I was wondering if all tivo drives are the same. Say I copied the files of the tivo to back it up, would it be the same files that you got when you copied it?

Thanks


----------



## xnevergiveinx (Apr 5, 2004)

i think this question would be best answered by a thorough reading of the hinsdale how to guide.
that would help you understand the process a lot more.
http://www.newreleasesvideo.com/hinsdale-how-to/index9.html


----------



## classicsat (Feb 18, 2004)

More or less yes.
The only issues are software versions for different models, system keys (reset upon a C&DE), and the byteswapping of S1s, which is mostly a non-issue.

When you back up, you lose your recordings.


----------



## xnevergiveinx (Apr 5, 2004)

classicsat said:


> More or less yes.
> The only issues are software versions for different models, system keys (reset upon a C&DE), and the byteswapping of S1s, which is mostly a non-issue.
> 
> When you back up, you lose your recordings.

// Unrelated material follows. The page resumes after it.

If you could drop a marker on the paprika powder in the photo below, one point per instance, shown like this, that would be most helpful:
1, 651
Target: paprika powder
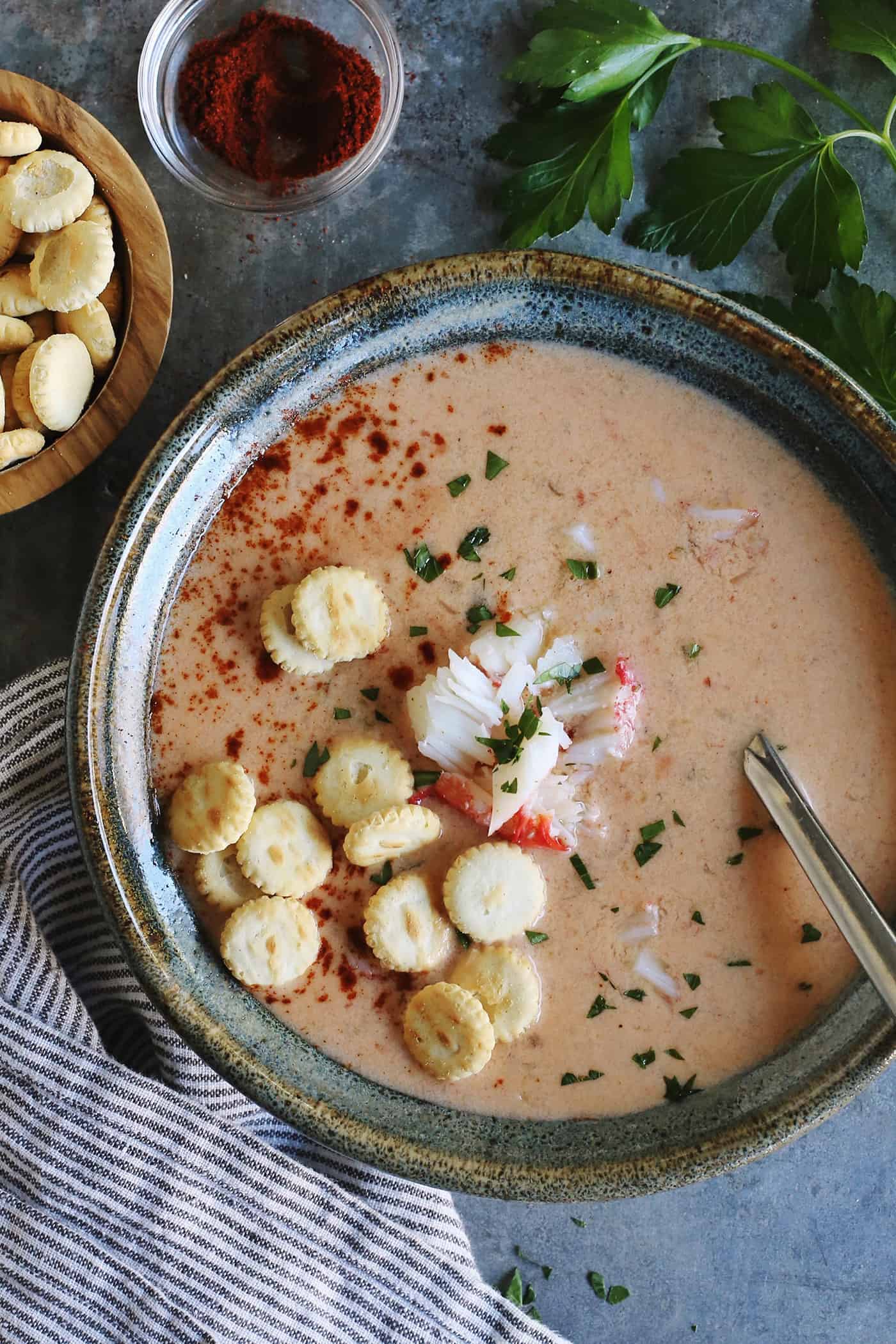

true, unless you do a DD copy. however, i've only done successful DD copys with single drive configurations. with dual drives, it will work, but if you add space, it will not expand to show the newly added space


----------



## elictricocean (Jan 14, 2006)

I just want to know if I could use the files that you copied from your tivo series 2 so i don't have to take out the drive


----------



## Gunnyman (Jul 10, 2003)

there isn't any way to back up a tivo drive without removing it from the tivo, is this what you are asking?


----------



## elictricocean (Jan 14, 2006)

No. My question is can I use the files that you copied from your drive if you emailed them to me.


----------



## Gunnyman (Jul 10, 2003)

each Tivo has model specific software on it
you can BUY software images on CD from ptvupgrade.com


----------



## xnevergiveinx (Apr 5, 2004)

elictricocean said:


> No. My question is can I use the files that you copied from your drive if you emailed them to me.


in theory yes, if we had the same model series 2


----------